1969 novel by John Christopher

The Lotus Caves is a juvenile science fiction novel by John Christopher, first published in 1969.

It is clearly inspired by the Lotus-eaters of Greek Mythology.

==Plot synopsis==
Two teenage boys, Marty and Steve, live in a colony on the Moon, "The Bubble", in the year 2068. Exploring outside the dome of "The Bubble" is strictly controlled. Although they live comfortably, reliance on expensive transport from Earth makes most resources expensive, and careful avoidance of waste is a priority for the colony.

The boys grow bored and decide to borrow a lunar vehicle. They discover someone has forgotten to remove their key, which makes it possible for them to explore beyond proscribed boundaries without restriction. They go on a journey to an old and abandoned base, where they find the diary of Andrew Thurgood, a missing early lunar settler. The diary contains coordinates to a place Thurgood claimed he saw something that looked like a huge flower, and the boys decide to go there and do some investigating themselves.

They crash through the Moon's surface into a series of caverns containing fluorescent plants, many of them able to move, which is a part of and controlled by a single intelligent alien life form. They also meet Thurgood, who has become enthralled by the alien and does not seem to have aged during the seventy years since his disappearance. The boys are torn between staying in the caves, within which the alien provides an idyllic life fulfilling all their needs, and escaping.
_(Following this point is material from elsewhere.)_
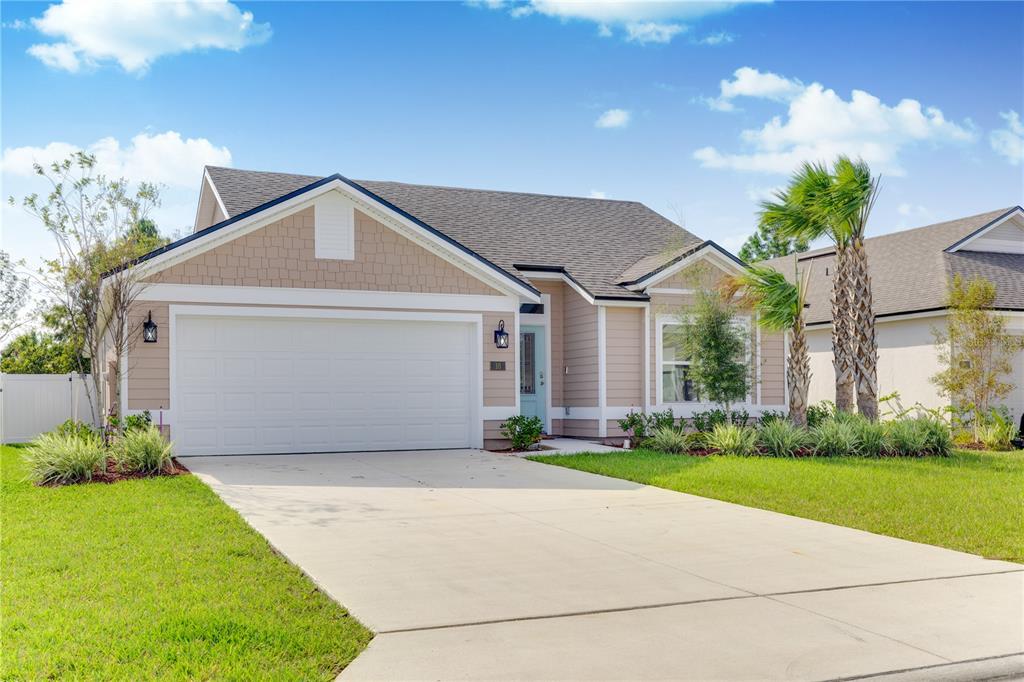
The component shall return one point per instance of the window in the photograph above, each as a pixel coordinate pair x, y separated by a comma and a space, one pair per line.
676, 384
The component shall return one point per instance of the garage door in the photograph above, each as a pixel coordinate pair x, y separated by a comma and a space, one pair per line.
250, 385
The longer they stay, the more their minds are affected, a fact they notice and suspect is related to the food the alien provides. They eventually escape, but the man decides to stay, having lost any desires beyond worshipping the alien.
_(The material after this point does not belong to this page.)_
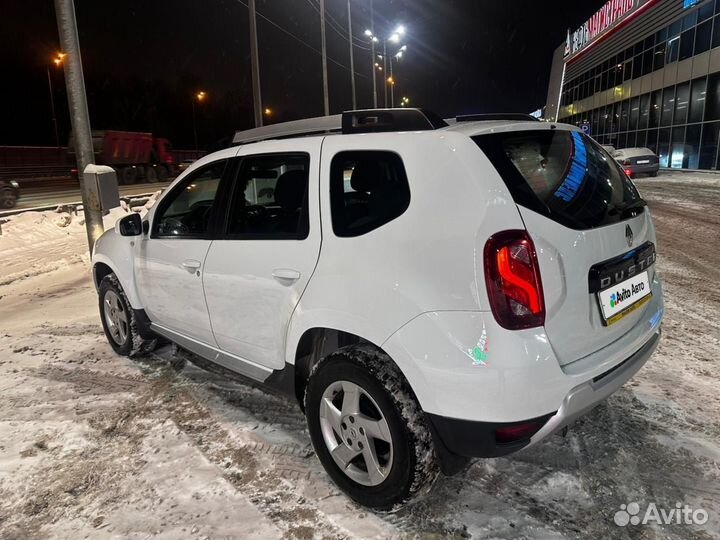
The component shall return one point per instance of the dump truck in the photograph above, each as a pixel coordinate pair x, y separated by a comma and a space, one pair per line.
134, 155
On the way back to the base, the boys discuss what would happen to the caves if they became common knowledge. They agree to keep them a secret, believing that the alien and Thurgood deserve to be left in peace.

==Theme==
The novel's main theme is that of the development of a young person's will and independence, and the conflict between benevolent authority and individual conscience. This theme occurs in several other novels by Christopher, such as the "Tripods" sequence, although the authority is far from benevolent. However in The Lotus Caves an important aspect of this theme is the invitation to devote a human life to the worship of a non-human force, comparable to religious devotion to god. The human devotee is promised a kind of immortality, but it is also a form of enslavement.

== Adaptations ==

=== Film ===
A film adaptation of the book was in development in 2007, from Walden Media, to be written by Brian Klugman and Lee Sternthal and directed by Rpin Suwannath.

=== Television ===
In 2010, the US television network Syfy ordered a pilot episode based on the story. They finally commissioned a series in 2012. The series was called High Moon. Principal photography for the pilot began on August 26, 2013, in Vancouver. The episode was directed by Adam Kane and was written by Jim Gray from an adaptation by Bryan Fuller and Gray.

Syfy ultimately passed on the series, but the pilot was released as a TV movie and aired on September 15, 2014.